Former ZESA CEO Blames Uncompetitive Tariffs for Current Electricity Problems-Zimbabwe
- Engineer Josh Chifamba, Former Zimbabwe Electricity Supply Authority (ZESA) Chief Executive Officer, blames uncompetitive tariffs and delayed sacrifices for plunging the nation into the current electricity crisis.
- Zimbabwe is going through a challenging phase of over 18 hours of power outages in households and industries.
Engineer Josh Chifamba, Former Zimbabwe Electricity Supply Authority (ZESA) Chief Executive Officer, blames uncompetitive tariffs and delayed sacrifices for plunging the nation into the current electricity crisis. His remarks come when Zimbabwe is going through a challenging phase of over 18 hours of power outages in households and industries due to dwindling water levels at Kariba Dam.

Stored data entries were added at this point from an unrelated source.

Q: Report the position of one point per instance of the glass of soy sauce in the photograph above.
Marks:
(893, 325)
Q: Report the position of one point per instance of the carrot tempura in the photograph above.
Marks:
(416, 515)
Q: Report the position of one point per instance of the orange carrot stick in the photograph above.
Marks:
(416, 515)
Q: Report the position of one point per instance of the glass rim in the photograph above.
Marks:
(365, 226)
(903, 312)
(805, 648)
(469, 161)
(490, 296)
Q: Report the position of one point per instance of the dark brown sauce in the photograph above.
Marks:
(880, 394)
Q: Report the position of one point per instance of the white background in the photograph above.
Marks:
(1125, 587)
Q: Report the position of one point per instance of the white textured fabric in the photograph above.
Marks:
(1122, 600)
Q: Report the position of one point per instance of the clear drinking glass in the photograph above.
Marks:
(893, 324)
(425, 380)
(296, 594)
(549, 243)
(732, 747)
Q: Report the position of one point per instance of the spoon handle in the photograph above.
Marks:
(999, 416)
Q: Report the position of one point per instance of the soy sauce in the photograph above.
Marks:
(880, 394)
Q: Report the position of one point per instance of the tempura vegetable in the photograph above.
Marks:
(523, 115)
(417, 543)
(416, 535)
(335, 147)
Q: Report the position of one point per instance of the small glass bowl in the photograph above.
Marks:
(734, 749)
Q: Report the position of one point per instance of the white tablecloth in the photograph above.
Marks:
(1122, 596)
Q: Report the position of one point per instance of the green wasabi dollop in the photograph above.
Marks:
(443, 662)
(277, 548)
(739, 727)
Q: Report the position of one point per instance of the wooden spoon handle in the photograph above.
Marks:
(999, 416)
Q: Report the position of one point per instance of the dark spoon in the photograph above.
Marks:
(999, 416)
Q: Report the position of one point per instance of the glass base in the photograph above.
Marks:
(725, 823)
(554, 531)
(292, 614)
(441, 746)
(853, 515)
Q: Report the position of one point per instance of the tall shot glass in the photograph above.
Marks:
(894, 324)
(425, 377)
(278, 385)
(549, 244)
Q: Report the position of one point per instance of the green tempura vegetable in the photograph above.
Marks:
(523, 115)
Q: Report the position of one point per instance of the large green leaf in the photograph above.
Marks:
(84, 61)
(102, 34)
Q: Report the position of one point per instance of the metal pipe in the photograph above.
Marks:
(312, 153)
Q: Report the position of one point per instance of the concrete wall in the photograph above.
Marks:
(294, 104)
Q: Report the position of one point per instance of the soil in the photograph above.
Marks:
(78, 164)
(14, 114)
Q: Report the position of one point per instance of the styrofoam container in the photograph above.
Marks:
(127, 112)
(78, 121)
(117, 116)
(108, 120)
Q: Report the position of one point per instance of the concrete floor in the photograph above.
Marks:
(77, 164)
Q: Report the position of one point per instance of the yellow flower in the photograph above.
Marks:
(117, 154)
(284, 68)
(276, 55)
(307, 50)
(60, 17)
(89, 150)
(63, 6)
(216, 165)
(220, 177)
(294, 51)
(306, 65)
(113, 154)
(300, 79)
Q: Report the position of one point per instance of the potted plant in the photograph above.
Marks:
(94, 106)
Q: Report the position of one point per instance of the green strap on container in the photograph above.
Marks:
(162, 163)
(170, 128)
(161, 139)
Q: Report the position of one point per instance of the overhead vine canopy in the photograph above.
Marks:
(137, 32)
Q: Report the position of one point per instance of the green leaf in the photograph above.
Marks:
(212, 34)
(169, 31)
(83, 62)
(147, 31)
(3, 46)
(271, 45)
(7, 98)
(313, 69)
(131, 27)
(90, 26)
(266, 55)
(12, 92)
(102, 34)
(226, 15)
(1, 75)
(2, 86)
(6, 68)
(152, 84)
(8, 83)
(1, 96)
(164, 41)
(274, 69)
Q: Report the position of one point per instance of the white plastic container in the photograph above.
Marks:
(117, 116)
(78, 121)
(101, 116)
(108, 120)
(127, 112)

He said energy is fixed at Kariba with the rationale for expansion, having been inspired by the fact that with additional generators, load shedding, especially at peak demand, would be alleviated. “Kariba would thus change its operating regime, and the wholesale price of electricity would be reduced, as imported peaking power was coming in at USc45/kWh, against a retail tariff of USc9/kWh”.
Chifamba said output at Kariba was supposed to reduce outside peak time to allow for increased output at peak. Regarding planning, the reduced output would be plugged by new capacity at Hwange thermal, whose commissioning has now started. An energy expert currently providing consultancy services in the Southern Africa region said the desire was to bring Kariba and Hwange on stream to gain the complementary benefits, especially plugging the holes for Kariba. However, this is not feasible due to funding constraints in an environment of sanctions.